Write-back only to the project TM. Imported read-only TMs
(tm.read) are never written to; this keeps imported TMX
reproducible from its source.
Conflict policy
merge.conflict_policy (project recipe field) governs:
- Applying the translator's target to the source file when an existing target is present on disk;
- Writing back to the TM when a TU already carries a translation.
Values:
translator-wins(default) — the translator's target always replaces the existing one.existing-wins— existing on-disk / on-TM target is preserved; translator's target is skipped with a warning.newest-wins— compare timestamps (file mtime / TUUpdatedAt) and pick the newer.
No interactive prompting — keeps merge scriptable in CI.
Stale segment handling
Merge detects stale segments by comparing the incoming XLIFF's recorded source hash (captured at extract time) against the current source. Stale segments are reported, not silently applied, and not TM-absorbed even when the conflict policy would otherwise accept the target.
Partial returns are fine: merge finds the extraction manifest by batch id and applies translated segments, leaving untranslated ones alone.
Recipe schema
Three new sections on Defaults:
defaults:
source_language: en-US
target_languages: [fr-FR, de-DE, es-ES]
merge:
conflict_policy: translator-wins # | existing-wins | newest-wins
tm:
fuzzy_threshold: 75 # int 0..100
read: # optional read-only TMs
- /path/to/corporate.tmx
segmentation:
source: false # opt-in
srx: rules.srx # optional SRX override
Unknown fields are rejected with a clear error. Enum values are validated against the allowed set. Defaults apply when the section is absent.
Relationships to other ADs
- AD-005 (Format System) — XLIFF 2.x writer/reader and PO reader/writer are the carriers; skeleton store is how byte-exact roundtrip works.
- AD-008 (Project Model) — extract adds the extraction manifest
under
.kapi/cache/extractions/<id>/. Conflict policy is a newDefaults.Mergesection. Auto-discovery uses the existingproject.ResolveLayoutentry point. - AD-009 (Translation Memory) —
Lookupbecomes load-bearing for extract pre-fill. ALookupSegmentmethod is added for per-span matching when a segmentation overlay is present. Merge extends theOriginprovenance story with a"merge"source and the batch id inReference. - AD-010 (Terminology) — termbase-informed glossary hints on extract are a natural follow-up (analogous to TM pre-fill).

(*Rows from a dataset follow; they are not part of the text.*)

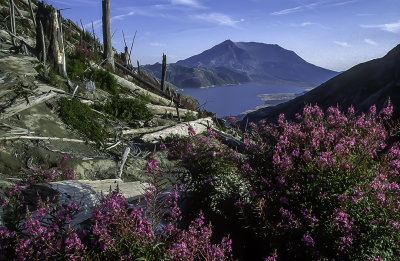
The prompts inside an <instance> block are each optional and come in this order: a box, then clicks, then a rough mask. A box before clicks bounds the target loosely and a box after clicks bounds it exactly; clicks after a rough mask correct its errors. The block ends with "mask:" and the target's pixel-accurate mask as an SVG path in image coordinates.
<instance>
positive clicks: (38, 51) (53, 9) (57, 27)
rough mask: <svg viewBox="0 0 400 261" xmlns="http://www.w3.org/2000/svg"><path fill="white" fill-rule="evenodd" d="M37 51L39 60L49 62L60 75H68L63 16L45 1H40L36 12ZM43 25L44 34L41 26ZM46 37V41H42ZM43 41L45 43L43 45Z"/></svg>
mask: <svg viewBox="0 0 400 261" xmlns="http://www.w3.org/2000/svg"><path fill="white" fill-rule="evenodd" d="M36 21H37V22H38V26H37V27H36V48H37V49H36V51H37V53H38V56H39V60H44V61H46V59H47V61H48V62H49V64H50V65H52V66H53V67H54V68H55V69H56V70H57V71H58V72H59V73H60V75H62V76H64V77H66V76H67V72H66V62H65V51H64V39H63V35H62V23H61V21H62V18H61V16H60V14H59V12H58V11H57V10H55V9H54V8H53V7H52V6H50V5H47V4H45V3H43V2H39V3H38V11H37V13H36ZM40 24H42V27H43V35H42V30H41V28H40V27H41V26H40ZM43 38H44V41H42V40H43ZM43 42H44V45H45V46H43Z"/></svg>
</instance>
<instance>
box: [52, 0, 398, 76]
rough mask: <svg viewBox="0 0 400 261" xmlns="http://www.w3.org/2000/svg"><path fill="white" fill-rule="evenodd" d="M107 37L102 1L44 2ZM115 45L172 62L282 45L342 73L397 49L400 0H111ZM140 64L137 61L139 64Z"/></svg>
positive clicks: (336, 70)
mask: <svg viewBox="0 0 400 261" xmlns="http://www.w3.org/2000/svg"><path fill="white" fill-rule="evenodd" d="M46 2H47V3H49V4H52V5H53V6H54V7H55V8H56V9H64V10H62V11H61V14H62V15H63V17H64V18H69V19H71V20H72V21H74V22H77V23H79V24H80V20H82V23H83V25H84V26H85V28H87V29H88V30H90V31H91V30H92V22H93V24H94V27H95V33H96V35H98V36H100V39H102V28H101V17H102V11H101V0H47V1H46ZM110 6H111V11H110V16H111V31H112V33H114V32H115V34H114V37H113V39H112V42H113V46H114V47H116V49H117V50H118V51H119V52H121V51H122V50H123V47H124V41H123V36H122V31H123V32H124V35H125V38H126V41H127V45H128V46H129V47H130V46H131V42H132V39H133V36H134V34H135V31H137V36H136V39H135V43H134V47H133V51H132V57H131V60H132V61H136V60H139V62H140V64H153V63H155V62H161V60H162V54H163V53H165V54H166V55H167V62H168V63H173V62H176V61H178V60H182V59H185V58H188V57H190V56H193V55H196V54H199V53H201V52H202V51H205V50H207V49H209V48H211V47H213V46H214V45H217V44H219V43H221V42H223V41H225V40H227V39H230V40H232V41H234V42H261V43H267V44H278V45H280V46H281V47H283V48H285V49H288V50H292V51H294V52H296V53H297V54H298V55H299V56H300V57H302V58H303V59H304V60H306V61H307V62H310V63H313V64H315V65H317V66H321V67H324V68H327V69H331V70H335V71H344V70H347V69H349V68H351V67H352V66H354V65H356V64H359V63H362V62H366V61H369V60H371V59H375V58H379V57H382V56H384V55H385V54H386V53H387V52H388V51H390V50H391V49H392V48H394V47H395V46H396V45H398V44H400V0H110ZM135 64H136V62H135Z"/></svg>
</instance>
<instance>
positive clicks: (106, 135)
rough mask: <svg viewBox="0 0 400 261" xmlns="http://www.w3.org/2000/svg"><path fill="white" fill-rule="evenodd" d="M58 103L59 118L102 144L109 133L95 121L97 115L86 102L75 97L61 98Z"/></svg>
mask: <svg viewBox="0 0 400 261" xmlns="http://www.w3.org/2000/svg"><path fill="white" fill-rule="evenodd" d="M59 104H60V116H61V119H62V120H63V121H64V122H65V123H66V124H68V125H69V126H71V127H72V128H74V129H76V130H78V131H79V132H80V133H82V134H83V135H85V136H86V138H88V139H89V140H92V141H94V142H96V144H98V145H102V144H103V143H104V140H105V139H106V138H108V137H110V134H109V133H107V131H106V130H105V129H104V128H103V127H102V126H101V125H100V124H99V123H98V121H96V119H98V117H99V115H98V114H97V113H95V112H94V111H92V110H91V109H90V107H89V106H87V105H86V104H83V103H81V102H80V101H79V100H78V99H76V98H74V99H72V100H69V99H67V98H61V99H60V101H59Z"/></svg>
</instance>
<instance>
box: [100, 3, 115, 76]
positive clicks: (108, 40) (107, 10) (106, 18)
mask: <svg viewBox="0 0 400 261" xmlns="http://www.w3.org/2000/svg"><path fill="white" fill-rule="evenodd" d="M102 7H103V17H102V19H103V20H102V22H103V45H104V59H107V60H106V64H107V65H109V66H110V67H111V69H112V70H113V71H114V69H115V65H114V54H113V49H112V42H111V24H110V0H102Z"/></svg>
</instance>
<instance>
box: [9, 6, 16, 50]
mask: <svg viewBox="0 0 400 261" xmlns="http://www.w3.org/2000/svg"><path fill="white" fill-rule="evenodd" d="M9 3H10V25H11V32H12V33H13V34H15V35H16V34H17V28H16V25H15V6H14V0H10V1H9ZM12 42H13V44H14V45H15V38H14V37H12Z"/></svg>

Not in v1.
- AD-013 (Kapi CLI) — adds
extractandmergetop-level commands and describes the auto-discovery resolution order. - AD-015 (Testing & Documentation) — extract/merge each ship with an interactive walkthrough embed and a unified workflow guide on the docs site.
Rationale
Why extract/merge as top-level commands rather than flows?
Discoverability. A localization engineer looking at kapi --help
sees them immediately alongside run. Building them as flows would
hide them a layer deeper and make their specialized flag shapes
(--only, --pattern, -i repeatable, conflict policy) awkward to
express.
Why block hash as merge key, not segment position? Segmentation
is a stand-off overlay, not a structural change. The same Block may
emit 1 or N <segment>s depending on the recipe; using block hash as
the stable key means the project can change segmentation settings
between extractions without breaking merge. Segment span ids (s1,
s2, …) ride inside the segmentation overlay.
Why project-state skeletons (not embedded)? Keeps the emitted
XLIFF small and CAT-friendly. Makes TM absorb cheap (no skeleton
to unpack on merge). The project folder is already the unit of
portability — git push ships it. Embedded skeleton remains an
opt-in escape hatch for workflows that can't ship the project.
Why TM-in + TM-out on by default? Without the loop, TM is a sidecar — interesting, not load-bearing. The moment the loop is on, the TM is the memory: each merge makes the next extract cheaper. Making it opt-in would leave most users' TMs empty or stale.
Why write-back only to the project TM? Imported TMX should be reproducible from its source file; writing into it turns it into a living artifact that drifts from the TMX on disk. The project TM is the editable thing.